FEAR's electric shot weapon (can't remember the name) instant skeleton, extra crispy.
Also the 20mm spike launcher in FEAR.


----------



## ceacar99 (Jan 26, 2009)

> -Mercenaries 2 : Fuel Air RPG
> It's like an RPG: you fire it, and it explodes on contact. but it gets better, it lets out a cloud of fuel, THEN EXPLODES AGAIN OVER AN AREA.



not to mention the rocket does more damage then ANYTHING on the ground to what the explosion touches... essentially it wipes whatever the fuel covers off the face of the earth. not a lot of buildings that take two shots from that thing...



> The Cerebral Bore as made famous in the Turok series. Though I wouldn't know if it made an appearance in the latest Turok title as I haven't played it.



cant tell you how fucking cool that thing was. sitting there as a teenager playing multilayer on that game for the first time with some friends(having not even beaten single first) and first admiring the arrows sticking into everyone and then picking up this strange weapon, launching it and watching it chase down my enemy drill for a while and then blow up his frickin head. all of us were like "omg....... fucking awesome!"

definitely the best weapon of all time. 



> SSA in metal gear solid 3 and the race pistol in metal gear solid 4, you can bounce the rounds around corners and off walls/objects/surfaces, and even other people if you're good enough.

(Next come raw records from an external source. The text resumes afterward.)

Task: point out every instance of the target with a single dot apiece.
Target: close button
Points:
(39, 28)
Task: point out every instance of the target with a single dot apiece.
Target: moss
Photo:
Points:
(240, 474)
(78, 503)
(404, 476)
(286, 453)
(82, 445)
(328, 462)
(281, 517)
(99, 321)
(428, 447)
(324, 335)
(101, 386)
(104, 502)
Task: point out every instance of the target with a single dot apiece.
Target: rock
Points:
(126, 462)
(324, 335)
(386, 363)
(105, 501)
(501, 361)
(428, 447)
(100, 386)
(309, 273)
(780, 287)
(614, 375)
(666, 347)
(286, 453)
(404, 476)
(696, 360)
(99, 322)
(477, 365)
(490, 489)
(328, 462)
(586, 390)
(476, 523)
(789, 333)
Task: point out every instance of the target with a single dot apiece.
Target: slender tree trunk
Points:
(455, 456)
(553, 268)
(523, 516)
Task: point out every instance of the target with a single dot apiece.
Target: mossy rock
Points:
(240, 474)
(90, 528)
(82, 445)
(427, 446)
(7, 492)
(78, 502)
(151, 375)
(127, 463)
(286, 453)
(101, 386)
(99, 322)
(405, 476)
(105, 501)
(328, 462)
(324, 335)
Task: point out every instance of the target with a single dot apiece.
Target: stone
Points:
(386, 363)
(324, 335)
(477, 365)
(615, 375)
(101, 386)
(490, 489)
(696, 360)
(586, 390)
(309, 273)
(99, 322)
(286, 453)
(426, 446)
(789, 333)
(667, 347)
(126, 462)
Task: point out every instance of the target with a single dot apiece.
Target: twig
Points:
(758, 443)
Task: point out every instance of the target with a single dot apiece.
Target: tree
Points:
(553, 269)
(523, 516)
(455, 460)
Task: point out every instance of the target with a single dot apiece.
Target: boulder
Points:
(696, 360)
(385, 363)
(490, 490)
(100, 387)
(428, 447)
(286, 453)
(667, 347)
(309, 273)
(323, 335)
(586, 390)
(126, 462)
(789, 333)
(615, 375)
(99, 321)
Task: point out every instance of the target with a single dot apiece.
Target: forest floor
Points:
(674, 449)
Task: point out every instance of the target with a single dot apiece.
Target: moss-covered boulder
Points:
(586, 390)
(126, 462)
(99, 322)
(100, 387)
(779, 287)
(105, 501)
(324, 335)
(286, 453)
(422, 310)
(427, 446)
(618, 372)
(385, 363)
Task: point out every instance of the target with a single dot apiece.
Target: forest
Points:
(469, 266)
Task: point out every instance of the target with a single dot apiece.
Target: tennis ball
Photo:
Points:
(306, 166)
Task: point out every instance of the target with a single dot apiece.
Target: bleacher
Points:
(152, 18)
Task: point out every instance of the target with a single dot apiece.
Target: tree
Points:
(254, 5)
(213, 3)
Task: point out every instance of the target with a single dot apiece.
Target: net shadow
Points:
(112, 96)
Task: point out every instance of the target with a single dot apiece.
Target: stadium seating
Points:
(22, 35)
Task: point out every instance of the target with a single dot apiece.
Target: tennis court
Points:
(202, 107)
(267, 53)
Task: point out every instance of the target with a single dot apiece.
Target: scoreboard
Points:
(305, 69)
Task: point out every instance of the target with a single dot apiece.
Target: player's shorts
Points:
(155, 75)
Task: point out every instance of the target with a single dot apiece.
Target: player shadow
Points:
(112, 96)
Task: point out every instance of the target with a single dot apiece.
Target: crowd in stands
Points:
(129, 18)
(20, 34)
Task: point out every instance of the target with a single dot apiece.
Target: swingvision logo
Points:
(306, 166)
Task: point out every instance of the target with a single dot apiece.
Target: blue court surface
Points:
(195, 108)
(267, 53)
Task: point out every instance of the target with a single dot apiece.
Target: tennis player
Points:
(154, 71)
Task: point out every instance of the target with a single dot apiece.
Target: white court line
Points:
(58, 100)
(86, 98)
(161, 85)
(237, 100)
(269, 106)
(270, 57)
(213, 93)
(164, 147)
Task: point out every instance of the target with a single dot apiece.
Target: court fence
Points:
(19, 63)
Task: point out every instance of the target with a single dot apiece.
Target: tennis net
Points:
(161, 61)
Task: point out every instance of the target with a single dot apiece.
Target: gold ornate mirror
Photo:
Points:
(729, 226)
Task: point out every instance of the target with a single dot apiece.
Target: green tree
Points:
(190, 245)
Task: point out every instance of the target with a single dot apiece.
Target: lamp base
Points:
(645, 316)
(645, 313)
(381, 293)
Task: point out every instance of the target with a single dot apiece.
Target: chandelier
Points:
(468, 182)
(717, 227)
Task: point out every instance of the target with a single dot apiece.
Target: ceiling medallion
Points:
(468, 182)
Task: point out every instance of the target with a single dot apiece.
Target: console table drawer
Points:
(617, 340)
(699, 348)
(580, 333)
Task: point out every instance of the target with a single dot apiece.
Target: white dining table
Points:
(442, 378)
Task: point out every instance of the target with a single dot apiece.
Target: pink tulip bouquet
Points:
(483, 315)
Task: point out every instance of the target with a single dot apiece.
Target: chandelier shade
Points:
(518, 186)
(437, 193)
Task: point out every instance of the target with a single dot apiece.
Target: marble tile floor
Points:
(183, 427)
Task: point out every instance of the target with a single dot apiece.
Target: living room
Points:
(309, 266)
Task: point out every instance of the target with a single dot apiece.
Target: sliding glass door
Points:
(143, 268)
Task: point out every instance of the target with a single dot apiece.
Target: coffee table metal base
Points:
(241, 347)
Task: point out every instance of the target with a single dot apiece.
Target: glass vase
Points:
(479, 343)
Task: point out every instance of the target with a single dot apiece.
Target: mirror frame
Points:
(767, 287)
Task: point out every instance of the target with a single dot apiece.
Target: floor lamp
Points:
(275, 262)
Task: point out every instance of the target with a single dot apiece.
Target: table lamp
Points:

didnt metal gear four also have a flintlock rifle?


----------



## Adrianfolf (Jan 26, 2009)

NewfDraggie said:


> FEAR's electric shot weapon (can't remember the name) instant skeleton, extra crispy.
> Also the 20mm spike launcher in FEAR.


That was the Type 7 Particle Rifle


----------



## Digitalpotato (Jan 26, 2009)

Bubbles
Megaman 2 and Tales of Legendia
Yeah, I may kind of be pushing it with the Tales of Legendia comment here, but Norma DOES in fact attack by blowing bubbles out of her straw, and who an forget the Bubble Lead?


----------



## kitetsu (Jan 26, 2009)

Pandora's Box and Lucifer from DMC4.

There's nothing more epic than a WMD crammed in a suitcase and a pair of wings that shoots daggers and makes you dance the flamenco.


----------



## Daniel Kay (Jan 27, 2009)

MDK/Bully "the most interesting bomb in the world/Volcano fireworks"... both are equal as they work on the same principal, you put it down, people gather around it "ohhhhh pretttyyyy"... KABOOOOM

If flash games count my fav is "Beaty McFistpunch" (cant remember the games name but it was a defend the base one)... basicly after surviving 50 in game days you get the ultimate weapon, Beaty McFistpunch, just aim with the mouse, push the key and WHAM giant fist comes from the sky smashing everything under it, awsome becuase it's not just a fist but an actual ARM comming down from above and pulling back after the smash


----------



## Tycho (Jan 27, 2009)

Daniel Kay said:


> If flash games count my fav is "Beaty McFistpunch" (cant remember the games name but it was a defend the base one)... basicly after surviving 50 in game days you get the ultimate weapon, Beaty McFistpunch, just aim with the mouse, push the key and WHAM giant fist comes from the sky smashing everything under it, awsome becuase it's not just a fist but an actual ARM comming down from above and pulling back after the smash



Storm the House 3.  You get to use that weapon in the McJeeppunch challenge.


----------



## AlexX (Jan 27, 2009)

Easily the spellcard/bomb "Love Sign: Master Spark".


----------



## Shark_the_raptor (Jan 27, 2009)

The Scarab gun in Halo 2.

The Rail Gun in MGS4.


----------



## Kajet (Jan 27, 2009)

Unreal Tournament's Flak cannon, Sure it's a bit mundane and commonplace as "UT's shotgun" but whenever I get my hands on one I KNOW someone's ass is gonna get splattered across the map.


----------



## Grimfang (Jan 27, 2009)

*nuclear launch detected*

...


...


*flashy red dot*


...


*KABOOOMGLLAARGLGALGRRRLRG*

Just love hearing mass marine death in Starcraft from the nukes. =3


----------



## scarei_crow (Jan 27, 2009)

i've gotta say, geist's ghost rifle is pretty nice, being able to slow time to a standstill, shoot everyone in the room and then watch them fall to the floor is pretty cool.
the M.I.R.V is pretty cool, being the only weapon in fallout 3 that has no real use, due to it giving more damage than anything in the game can handle.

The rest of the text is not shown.